On being asked what the key barriers are in implementing 24/7 working, he says it’s “mainly economic”, adding: “It’s partly human nature that doctors and nurses don’t want to work overnight but adequate payment can solve that. Also, in order to adequately staff overnight, one has to spend more than what it costs to have the same staffing during the day.”
‘Years of the NHS operating in a top-down, prescriptive, rule based kind of model has created a sense of helplessness on the part of clinicians’
Another area of concern, according to Dr Wachter, is that night staffing and work has not been given the “institutional priority” it should have.

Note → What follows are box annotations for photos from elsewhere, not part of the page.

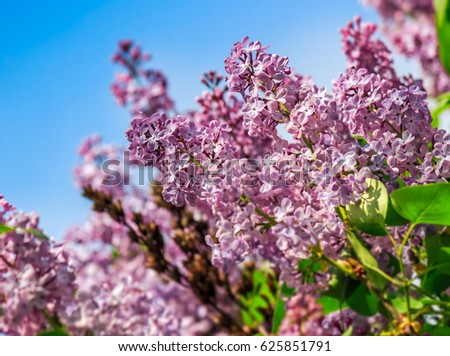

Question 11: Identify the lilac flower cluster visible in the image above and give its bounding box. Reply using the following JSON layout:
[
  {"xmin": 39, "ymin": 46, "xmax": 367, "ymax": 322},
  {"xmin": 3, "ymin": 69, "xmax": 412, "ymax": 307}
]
[
  {"xmin": 363, "ymin": 0, "xmax": 450, "ymax": 96},
  {"xmin": 0, "ymin": 196, "xmax": 76, "ymax": 335},
  {"xmin": 111, "ymin": 40, "xmax": 173, "ymax": 115},
  {"xmin": 7, "ymin": 13, "xmax": 450, "ymax": 335},
  {"xmin": 127, "ymin": 19, "xmax": 446, "ymax": 296}
]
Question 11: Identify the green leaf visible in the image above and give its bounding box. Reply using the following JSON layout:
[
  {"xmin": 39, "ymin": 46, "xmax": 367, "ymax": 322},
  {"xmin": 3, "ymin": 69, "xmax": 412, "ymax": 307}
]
[
  {"xmin": 431, "ymin": 247, "xmax": 450, "ymax": 275},
  {"xmin": 25, "ymin": 229, "xmax": 49, "ymax": 240},
  {"xmin": 388, "ymin": 252, "xmax": 400, "ymax": 276},
  {"xmin": 347, "ymin": 231, "xmax": 387, "ymax": 290},
  {"xmin": 385, "ymin": 199, "xmax": 409, "ymax": 226},
  {"xmin": 421, "ymin": 271, "xmax": 450, "ymax": 294},
  {"xmin": 317, "ymin": 295, "xmax": 347, "ymax": 315},
  {"xmin": 347, "ymin": 283, "xmax": 378, "ymax": 316},
  {"xmin": 391, "ymin": 183, "xmax": 450, "ymax": 226},
  {"xmin": 38, "ymin": 325, "xmax": 69, "ymax": 336},
  {"xmin": 272, "ymin": 283, "xmax": 295, "ymax": 335},
  {"xmin": 342, "ymin": 326, "xmax": 353, "ymax": 336},
  {"xmin": 431, "ymin": 92, "xmax": 450, "ymax": 127},
  {"xmin": 425, "ymin": 235, "xmax": 450, "ymax": 266},
  {"xmin": 391, "ymin": 297, "xmax": 423, "ymax": 314},
  {"xmin": 434, "ymin": 0, "xmax": 450, "ymax": 74},
  {"xmin": 430, "ymin": 325, "xmax": 450, "ymax": 336},
  {"xmin": 241, "ymin": 267, "xmax": 276, "ymax": 327},
  {"xmin": 345, "ymin": 178, "xmax": 389, "ymax": 236},
  {"xmin": 298, "ymin": 258, "xmax": 324, "ymax": 284},
  {"xmin": 422, "ymin": 246, "xmax": 450, "ymax": 294},
  {"xmin": 0, "ymin": 225, "xmax": 15, "ymax": 234},
  {"xmin": 317, "ymin": 272, "xmax": 360, "ymax": 315}
]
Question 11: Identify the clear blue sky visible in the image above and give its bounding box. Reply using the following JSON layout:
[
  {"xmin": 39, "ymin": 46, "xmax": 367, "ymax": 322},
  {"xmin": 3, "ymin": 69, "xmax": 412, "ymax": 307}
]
[{"xmin": 0, "ymin": 0, "xmax": 377, "ymax": 238}]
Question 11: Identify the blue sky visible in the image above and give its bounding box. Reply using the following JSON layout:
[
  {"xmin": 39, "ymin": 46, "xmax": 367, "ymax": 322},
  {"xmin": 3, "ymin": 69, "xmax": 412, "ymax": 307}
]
[{"xmin": 0, "ymin": 0, "xmax": 377, "ymax": 238}]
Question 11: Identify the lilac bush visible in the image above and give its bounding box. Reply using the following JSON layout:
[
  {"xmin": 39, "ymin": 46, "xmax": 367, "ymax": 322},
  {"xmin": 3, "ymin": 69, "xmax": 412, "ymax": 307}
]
[{"xmin": 0, "ymin": 1, "xmax": 450, "ymax": 335}]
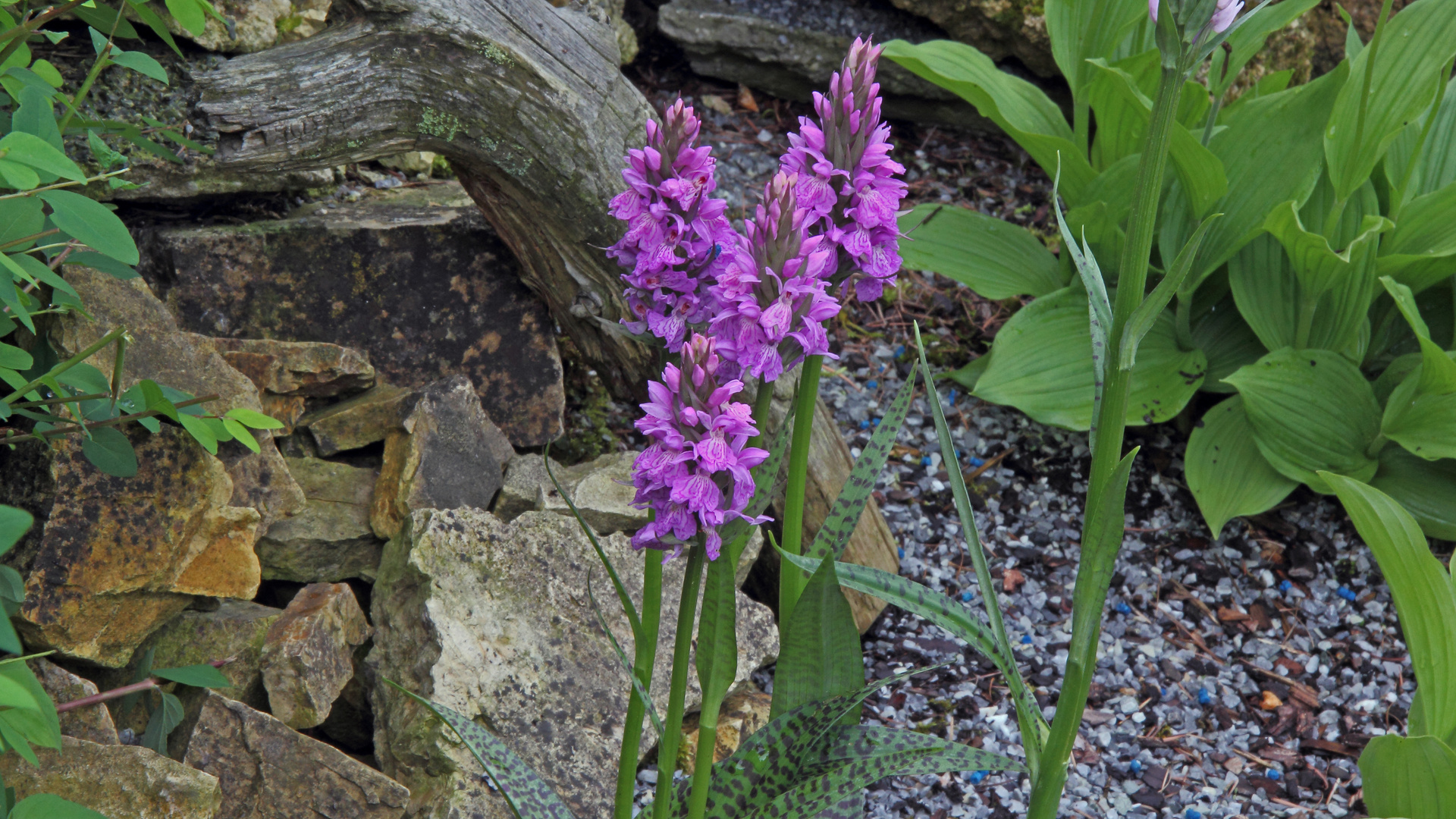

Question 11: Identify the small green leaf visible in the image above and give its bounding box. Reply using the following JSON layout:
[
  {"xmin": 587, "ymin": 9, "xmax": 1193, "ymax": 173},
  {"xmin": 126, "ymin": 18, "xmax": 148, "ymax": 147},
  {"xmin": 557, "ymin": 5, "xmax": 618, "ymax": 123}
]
[
  {"xmin": 1184, "ymin": 395, "xmax": 1299, "ymax": 538},
  {"xmin": 223, "ymin": 406, "xmax": 282, "ymax": 430},
  {"xmin": 9, "ymin": 792, "xmax": 106, "ymax": 819},
  {"xmin": 152, "ymin": 663, "xmax": 233, "ymax": 688},
  {"xmin": 82, "ymin": 427, "xmax": 136, "ymax": 478}
]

He elaborates: “Administrators and leading doctors and those who really control the way resources tend to flow usually aren’t there at night. So during the day there are lots of people around scrutinising the quality of care and if something goes wrong, they can decide to spend money on it to make it work better, which is not the case during the night.”
Varying engagement
If he had to single out one thing that the US does better than the UK, it would be the difference in the level of engagement by frontline clinicians in quality improvement.
“In the UK, the staff, particularly physicians, do not feel they have the ability − and in some ways even the responsibility − to make the system work better. That’s partly because of years of the NHS operating in a top-down, prescriptive, rule based kind of model, where for every problem there is a set of policies. This has created a sense of helplessness on part of the clinicians that there’s really not much they could do to change things.”

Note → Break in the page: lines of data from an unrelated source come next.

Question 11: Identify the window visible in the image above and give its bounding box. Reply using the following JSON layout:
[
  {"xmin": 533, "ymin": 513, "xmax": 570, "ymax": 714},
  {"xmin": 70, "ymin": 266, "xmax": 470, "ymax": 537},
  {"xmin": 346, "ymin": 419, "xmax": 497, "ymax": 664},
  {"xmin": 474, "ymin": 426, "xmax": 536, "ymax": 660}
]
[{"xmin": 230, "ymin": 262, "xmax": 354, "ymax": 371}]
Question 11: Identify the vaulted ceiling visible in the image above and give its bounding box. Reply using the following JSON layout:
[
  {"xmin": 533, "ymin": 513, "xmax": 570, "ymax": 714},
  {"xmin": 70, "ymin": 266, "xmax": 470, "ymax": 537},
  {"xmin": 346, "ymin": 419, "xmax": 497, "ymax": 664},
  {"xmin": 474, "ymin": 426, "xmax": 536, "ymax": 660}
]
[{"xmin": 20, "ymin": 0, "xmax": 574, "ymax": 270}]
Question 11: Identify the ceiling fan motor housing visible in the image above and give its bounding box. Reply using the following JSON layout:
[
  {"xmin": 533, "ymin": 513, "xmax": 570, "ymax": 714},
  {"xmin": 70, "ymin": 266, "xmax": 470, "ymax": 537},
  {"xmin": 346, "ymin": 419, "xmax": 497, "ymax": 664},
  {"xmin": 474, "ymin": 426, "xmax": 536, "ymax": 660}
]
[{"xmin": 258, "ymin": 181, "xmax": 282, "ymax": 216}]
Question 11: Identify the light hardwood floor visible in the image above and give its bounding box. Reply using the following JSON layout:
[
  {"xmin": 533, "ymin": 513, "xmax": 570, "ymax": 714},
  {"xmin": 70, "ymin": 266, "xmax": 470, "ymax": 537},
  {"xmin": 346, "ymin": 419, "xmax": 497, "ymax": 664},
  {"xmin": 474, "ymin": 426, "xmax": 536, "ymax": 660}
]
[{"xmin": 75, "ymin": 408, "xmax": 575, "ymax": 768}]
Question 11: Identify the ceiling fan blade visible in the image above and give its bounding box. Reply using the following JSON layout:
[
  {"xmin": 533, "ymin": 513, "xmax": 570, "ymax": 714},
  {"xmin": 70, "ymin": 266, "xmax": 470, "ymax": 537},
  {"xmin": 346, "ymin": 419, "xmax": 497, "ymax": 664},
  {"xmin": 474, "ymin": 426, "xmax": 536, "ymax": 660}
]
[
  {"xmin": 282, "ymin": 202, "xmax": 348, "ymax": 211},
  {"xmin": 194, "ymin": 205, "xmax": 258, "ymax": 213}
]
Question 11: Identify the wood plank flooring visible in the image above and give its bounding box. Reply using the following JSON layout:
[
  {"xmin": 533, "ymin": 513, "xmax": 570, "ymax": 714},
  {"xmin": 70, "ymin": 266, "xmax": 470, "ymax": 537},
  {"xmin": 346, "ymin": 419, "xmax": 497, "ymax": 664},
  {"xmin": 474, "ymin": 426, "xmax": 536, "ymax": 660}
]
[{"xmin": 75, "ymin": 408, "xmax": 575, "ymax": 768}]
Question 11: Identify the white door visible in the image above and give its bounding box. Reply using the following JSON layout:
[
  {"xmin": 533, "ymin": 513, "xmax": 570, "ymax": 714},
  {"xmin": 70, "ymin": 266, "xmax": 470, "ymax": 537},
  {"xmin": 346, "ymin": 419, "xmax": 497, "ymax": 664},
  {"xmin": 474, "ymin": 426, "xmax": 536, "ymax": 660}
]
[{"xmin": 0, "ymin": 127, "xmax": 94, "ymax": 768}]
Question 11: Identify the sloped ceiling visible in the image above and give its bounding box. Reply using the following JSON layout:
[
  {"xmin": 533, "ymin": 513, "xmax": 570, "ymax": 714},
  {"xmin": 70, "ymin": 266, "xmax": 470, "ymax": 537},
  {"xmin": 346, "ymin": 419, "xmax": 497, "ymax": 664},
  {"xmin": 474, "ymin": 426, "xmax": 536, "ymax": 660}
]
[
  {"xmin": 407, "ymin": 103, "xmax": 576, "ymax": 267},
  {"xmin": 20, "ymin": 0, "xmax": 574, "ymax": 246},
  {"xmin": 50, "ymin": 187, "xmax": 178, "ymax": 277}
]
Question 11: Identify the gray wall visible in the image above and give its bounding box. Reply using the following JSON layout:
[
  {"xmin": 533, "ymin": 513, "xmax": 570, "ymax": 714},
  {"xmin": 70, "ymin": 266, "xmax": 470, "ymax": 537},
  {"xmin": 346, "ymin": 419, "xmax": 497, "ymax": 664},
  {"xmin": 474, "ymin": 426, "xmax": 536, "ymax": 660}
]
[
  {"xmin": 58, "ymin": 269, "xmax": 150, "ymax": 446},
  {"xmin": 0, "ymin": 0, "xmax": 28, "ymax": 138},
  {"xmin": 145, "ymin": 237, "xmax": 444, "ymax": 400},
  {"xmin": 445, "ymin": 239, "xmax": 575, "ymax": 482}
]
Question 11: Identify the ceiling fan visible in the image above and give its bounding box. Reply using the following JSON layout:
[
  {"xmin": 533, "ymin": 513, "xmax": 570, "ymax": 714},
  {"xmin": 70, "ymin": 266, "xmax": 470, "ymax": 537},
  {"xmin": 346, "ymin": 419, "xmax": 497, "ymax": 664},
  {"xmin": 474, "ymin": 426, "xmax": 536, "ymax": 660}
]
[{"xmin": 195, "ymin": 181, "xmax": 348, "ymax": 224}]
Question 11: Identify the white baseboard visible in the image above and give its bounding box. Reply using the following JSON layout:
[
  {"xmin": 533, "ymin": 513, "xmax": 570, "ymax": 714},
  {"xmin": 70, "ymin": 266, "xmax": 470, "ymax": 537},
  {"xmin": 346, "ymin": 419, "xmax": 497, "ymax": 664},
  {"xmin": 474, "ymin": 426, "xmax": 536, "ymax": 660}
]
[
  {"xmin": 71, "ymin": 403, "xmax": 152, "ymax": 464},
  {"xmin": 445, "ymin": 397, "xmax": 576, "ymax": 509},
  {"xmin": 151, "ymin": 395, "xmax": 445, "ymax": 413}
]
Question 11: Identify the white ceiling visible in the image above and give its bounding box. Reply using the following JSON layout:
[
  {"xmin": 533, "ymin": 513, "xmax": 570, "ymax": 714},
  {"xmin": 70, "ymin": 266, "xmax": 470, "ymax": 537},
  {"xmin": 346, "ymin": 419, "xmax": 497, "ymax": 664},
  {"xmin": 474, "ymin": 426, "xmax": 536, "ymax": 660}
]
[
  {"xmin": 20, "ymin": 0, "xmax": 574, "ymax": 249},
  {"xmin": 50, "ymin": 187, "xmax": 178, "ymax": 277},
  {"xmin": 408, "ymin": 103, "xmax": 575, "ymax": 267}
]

In a good system in the US, he adds, “There is a sense of enthusiasm and ownership by the doctors and nurses that is really quite impressive. It wasn’t always so but in the last 10 or 15 years, clinicians have stepped up their game and recognised that if the system is going to work better, then we need to make that happen. It can’t be left to administrators or managers.”
‘There is a need to tell the public honestly: “This is what we can do with the resources we have and here are the gaps,” and not overpromising’
A recipient of the John M. Eisenberg Award, the US’ top honour in patient safety, Dr Wachter is known as a national leader in patient safety and healthcare quality. Even though he has written two books on the subject, and has been a member of the advisory boards of several governmental and private companies, he ironically points out that “when you hear an American talk about our system, you should take it with a grain of salt as our system is broken”.
“The quality of care is variable and safety is not as good, and we fear overspending and wastage might bankrupt our country,” he says.
The UK, he says, has a different set of issues: “There is certainly waste in the system and some misallocation but there is also a need to tell the public honestly: ‘This is what we can do with the resources we have and here are the gaps,’ and not overpromising.”
Different models
The two countries have very different models of healthcare. The UK’s national health service is financed by taxpayers, while the US uses a variety of mechanisms such as private insurance, tax dollars and employer contributions, but Dr Wachter is of the view that “we all have something to learn from each other”.
“Patients’ illnesses don’t respect the time of day so we need to figure out a way of staffing hospitals at night to provide the care that is needed,” he says.
“Staffing can be less − it perhaps should be less than it is during the day − but it should be adequate to meet the needs of patients. Otherwise it’s not an ethical way to run a healthcare system.”